Directed by: Tim Story; Runtime: 101 minutes
Grade: D
Despite a rich history that includes the likes of Mary Poppins and Who Framed Roger Rabbit?, there’s always the urge to remind Hollywood that combining real-life actors with hand-drawn animated characters from the past rarely turns out well in the modern era. Yet, for every Garfield or Smurfs or most recently Woody Woodpecker, all tonally jumbled and awkwardly unfunny pieces of work, there’s a Sonic the Hedgehog that comes along to prove that, sure, it’s possible to get the balance between realities and styles of humor right. Which brings us to Tom and Jerry, the latest of these hybrid endeavors from Barbershop and Fantastic Four director Tim Story, a project that had been kicked around in development for over a decade prior to it finally being filmed shortly before the pandemic brought Hollywood to a standstill. It’s a decade-long tale that comes to a thud of a conclusion, resulting in yet another outrageously unamusing live-action cartoon that loses its grip on a relative sense of reality.
Perhaps even less than other classic cartoons, there isn’t a lot to the story of Tom and Jerry, just a string of other recurring characters who complicate the endless chase between the titular house cat and a mouse that's just a step or two ahead of him.
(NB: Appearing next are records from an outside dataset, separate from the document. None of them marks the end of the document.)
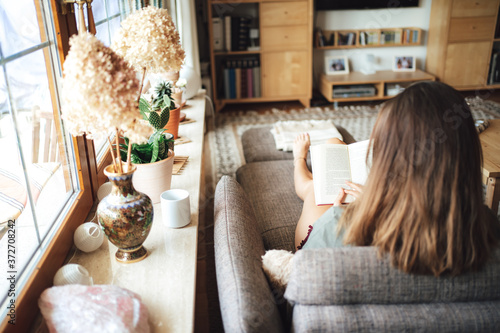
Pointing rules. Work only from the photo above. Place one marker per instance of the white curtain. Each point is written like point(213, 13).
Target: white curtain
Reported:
point(186, 25)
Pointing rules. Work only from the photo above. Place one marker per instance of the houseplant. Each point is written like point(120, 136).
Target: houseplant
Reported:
point(148, 40)
point(99, 96)
point(154, 159)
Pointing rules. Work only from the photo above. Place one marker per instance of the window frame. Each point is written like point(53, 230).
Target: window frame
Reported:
point(90, 175)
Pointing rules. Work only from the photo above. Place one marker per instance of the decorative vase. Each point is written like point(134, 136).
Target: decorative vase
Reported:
point(173, 122)
point(126, 216)
point(172, 76)
point(154, 178)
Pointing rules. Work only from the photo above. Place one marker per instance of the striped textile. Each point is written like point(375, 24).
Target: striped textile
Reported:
point(13, 194)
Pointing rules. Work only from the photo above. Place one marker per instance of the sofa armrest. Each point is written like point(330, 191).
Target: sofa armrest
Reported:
point(246, 300)
point(356, 275)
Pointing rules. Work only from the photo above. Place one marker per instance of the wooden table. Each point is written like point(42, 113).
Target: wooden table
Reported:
point(166, 279)
point(490, 142)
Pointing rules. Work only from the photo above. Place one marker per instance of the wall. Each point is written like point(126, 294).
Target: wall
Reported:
point(373, 19)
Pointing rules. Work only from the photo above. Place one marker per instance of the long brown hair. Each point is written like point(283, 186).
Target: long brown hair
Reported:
point(423, 200)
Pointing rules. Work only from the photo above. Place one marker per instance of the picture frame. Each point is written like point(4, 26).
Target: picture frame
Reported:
point(335, 65)
point(404, 63)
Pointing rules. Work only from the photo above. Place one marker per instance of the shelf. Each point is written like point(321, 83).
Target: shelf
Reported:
point(228, 53)
point(363, 46)
point(379, 80)
point(367, 38)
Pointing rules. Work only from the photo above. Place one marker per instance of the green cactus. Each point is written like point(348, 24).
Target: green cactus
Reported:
point(157, 112)
point(163, 96)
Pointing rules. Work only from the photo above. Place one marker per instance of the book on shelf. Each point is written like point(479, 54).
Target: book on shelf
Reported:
point(410, 36)
point(227, 80)
point(321, 40)
point(331, 39)
point(333, 165)
point(256, 78)
point(362, 38)
point(493, 75)
point(346, 38)
point(390, 37)
point(227, 32)
point(218, 32)
point(236, 33)
point(241, 78)
point(237, 79)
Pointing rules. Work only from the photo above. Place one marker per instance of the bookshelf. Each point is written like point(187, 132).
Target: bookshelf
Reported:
point(463, 48)
point(387, 37)
point(356, 86)
point(280, 58)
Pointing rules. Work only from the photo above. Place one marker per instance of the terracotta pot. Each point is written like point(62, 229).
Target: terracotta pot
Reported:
point(173, 122)
point(171, 76)
point(126, 216)
point(177, 97)
point(154, 178)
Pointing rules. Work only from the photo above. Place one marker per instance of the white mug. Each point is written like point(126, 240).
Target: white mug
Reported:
point(175, 208)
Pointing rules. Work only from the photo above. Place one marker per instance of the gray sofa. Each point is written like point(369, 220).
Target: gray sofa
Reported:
point(330, 290)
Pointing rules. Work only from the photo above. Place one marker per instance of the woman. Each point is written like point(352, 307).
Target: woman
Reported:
point(423, 200)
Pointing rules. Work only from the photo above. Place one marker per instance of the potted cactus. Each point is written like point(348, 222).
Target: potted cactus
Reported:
point(154, 159)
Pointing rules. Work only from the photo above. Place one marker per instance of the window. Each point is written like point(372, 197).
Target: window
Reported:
point(48, 178)
point(41, 188)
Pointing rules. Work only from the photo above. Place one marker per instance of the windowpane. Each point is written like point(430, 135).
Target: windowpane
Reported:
point(19, 16)
point(37, 168)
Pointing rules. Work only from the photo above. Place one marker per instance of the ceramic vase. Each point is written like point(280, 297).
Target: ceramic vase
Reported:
point(154, 178)
point(173, 122)
point(177, 97)
point(126, 216)
point(172, 76)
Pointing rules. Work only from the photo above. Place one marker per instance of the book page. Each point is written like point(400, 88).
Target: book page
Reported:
point(357, 159)
point(330, 167)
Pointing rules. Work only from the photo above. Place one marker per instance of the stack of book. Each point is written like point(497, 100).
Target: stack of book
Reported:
point(242, 78)
point(368, 38)
point(231, 33)
point(390, 37)
point(410, 36)
point(323, 41)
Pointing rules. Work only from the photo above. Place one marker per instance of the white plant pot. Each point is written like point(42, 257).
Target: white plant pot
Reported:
point(153, 179)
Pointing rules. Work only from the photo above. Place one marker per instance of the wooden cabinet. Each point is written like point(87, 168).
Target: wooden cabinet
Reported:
point(284, 55)
point(283, 74)
point(380, 85)
point(462, 42)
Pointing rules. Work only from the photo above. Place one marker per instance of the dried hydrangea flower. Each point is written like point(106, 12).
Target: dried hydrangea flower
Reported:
point(99, 89)
point(148, 40)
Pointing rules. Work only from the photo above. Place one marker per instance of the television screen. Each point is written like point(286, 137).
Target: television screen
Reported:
point(363, 4)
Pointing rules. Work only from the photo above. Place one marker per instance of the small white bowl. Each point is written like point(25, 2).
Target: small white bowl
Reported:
point(72, 274)
point(88, 237)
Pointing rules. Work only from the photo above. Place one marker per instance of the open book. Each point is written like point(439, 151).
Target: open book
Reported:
point(333, 164)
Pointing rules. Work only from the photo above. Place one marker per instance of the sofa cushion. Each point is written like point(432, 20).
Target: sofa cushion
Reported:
point(259, 145)
point(396, 318)
point(355, 275)
point(246, 300)
point(270, 189)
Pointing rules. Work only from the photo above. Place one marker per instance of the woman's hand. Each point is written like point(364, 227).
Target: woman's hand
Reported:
point(339, 200)
point(355, 190)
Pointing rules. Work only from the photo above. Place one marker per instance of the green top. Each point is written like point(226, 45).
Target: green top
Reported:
point(324, 233)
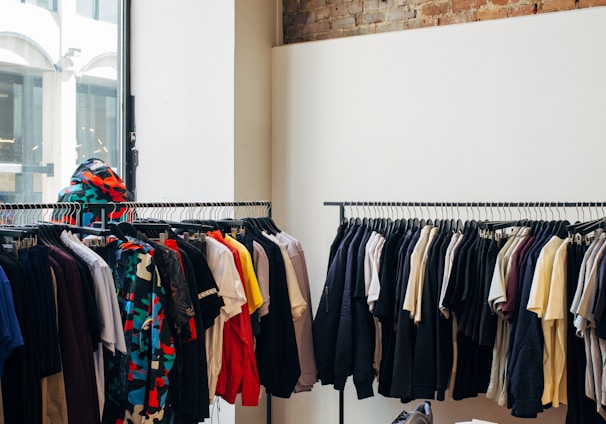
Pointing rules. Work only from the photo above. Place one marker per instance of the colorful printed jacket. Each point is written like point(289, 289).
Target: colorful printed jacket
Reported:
point(138, 382)
point(94, 181)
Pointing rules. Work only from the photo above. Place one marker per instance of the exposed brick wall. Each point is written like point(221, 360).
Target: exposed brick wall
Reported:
point(307, 20)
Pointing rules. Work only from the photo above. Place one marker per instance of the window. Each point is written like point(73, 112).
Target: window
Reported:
point(96, 122)
point(100, 10)
point(20, 136)
point(60, 93)
point(46, 4)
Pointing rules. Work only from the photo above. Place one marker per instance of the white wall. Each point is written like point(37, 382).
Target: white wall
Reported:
point(183, 82)
point(506, 110)
point(255, 36)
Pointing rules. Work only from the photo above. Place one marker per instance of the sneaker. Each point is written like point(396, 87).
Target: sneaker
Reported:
point(420, 415)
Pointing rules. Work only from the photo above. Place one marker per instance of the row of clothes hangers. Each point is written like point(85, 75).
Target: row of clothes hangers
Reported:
point(579, 231)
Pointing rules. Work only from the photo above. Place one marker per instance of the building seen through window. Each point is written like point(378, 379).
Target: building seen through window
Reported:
point(60, 88)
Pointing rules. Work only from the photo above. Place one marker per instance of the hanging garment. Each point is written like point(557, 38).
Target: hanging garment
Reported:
point(276, 347)
point(94, 181)
point(303, 326)
point(239, 372)
point(149, 343)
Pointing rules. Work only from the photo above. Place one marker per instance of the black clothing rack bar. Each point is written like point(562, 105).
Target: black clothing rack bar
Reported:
point(75, 209)
point(343, 205)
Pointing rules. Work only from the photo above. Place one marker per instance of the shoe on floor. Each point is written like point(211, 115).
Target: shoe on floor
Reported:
point(420, 415)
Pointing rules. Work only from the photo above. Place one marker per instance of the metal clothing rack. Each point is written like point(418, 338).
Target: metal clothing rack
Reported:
point(25, 213)
point(452, 205)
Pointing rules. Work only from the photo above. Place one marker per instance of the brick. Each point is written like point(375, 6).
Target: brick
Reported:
point(354, 7)
point(386, 4)
point(433, 9)
point(553, 5)
point(523, 10)
point(321, 26)
point(297, 40)
point(461, 5)
point(370, 18)
point(360, 31)
point(392, 26)
point(323, 13)
point(486, 14)
point(338, 11)
point(398, 15)
point(290, 6)
point(421, 22)
point(292, 31)
point(343, 23)
point(296, 18)
point(329, 35)
point(457, 18)
point(371, 5)
point(306, 5)
point(591, 3)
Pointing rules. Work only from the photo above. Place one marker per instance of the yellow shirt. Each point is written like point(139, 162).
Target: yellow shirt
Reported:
point(538, 303)
point(253, 292)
For the most part, the cartoons take place in a run-of-the-mill American home, filled with obstacles and makeshift weapons -- matches, fireplace pokers, drills, clothes irons, you name it -- that provide the two adversaries plenty of ways to thwart one another. Sometimes they go on boats and to train stations, but these were unique excursions. This live-action film can be seen as one of those excursions, sort of: both Tom and Jerry are trying to find a way to live inside of a high-profile hotel, during the period where a ritzy wedding will be taking place. A newly-hired employee at the hotel, Kayla (Chloe Grace Moretz), has been tasked with managing their presence in the building and keeping the mouse specifically away from the wedding proceedings. Jerry, and to a lesser extent Tom, have other plans.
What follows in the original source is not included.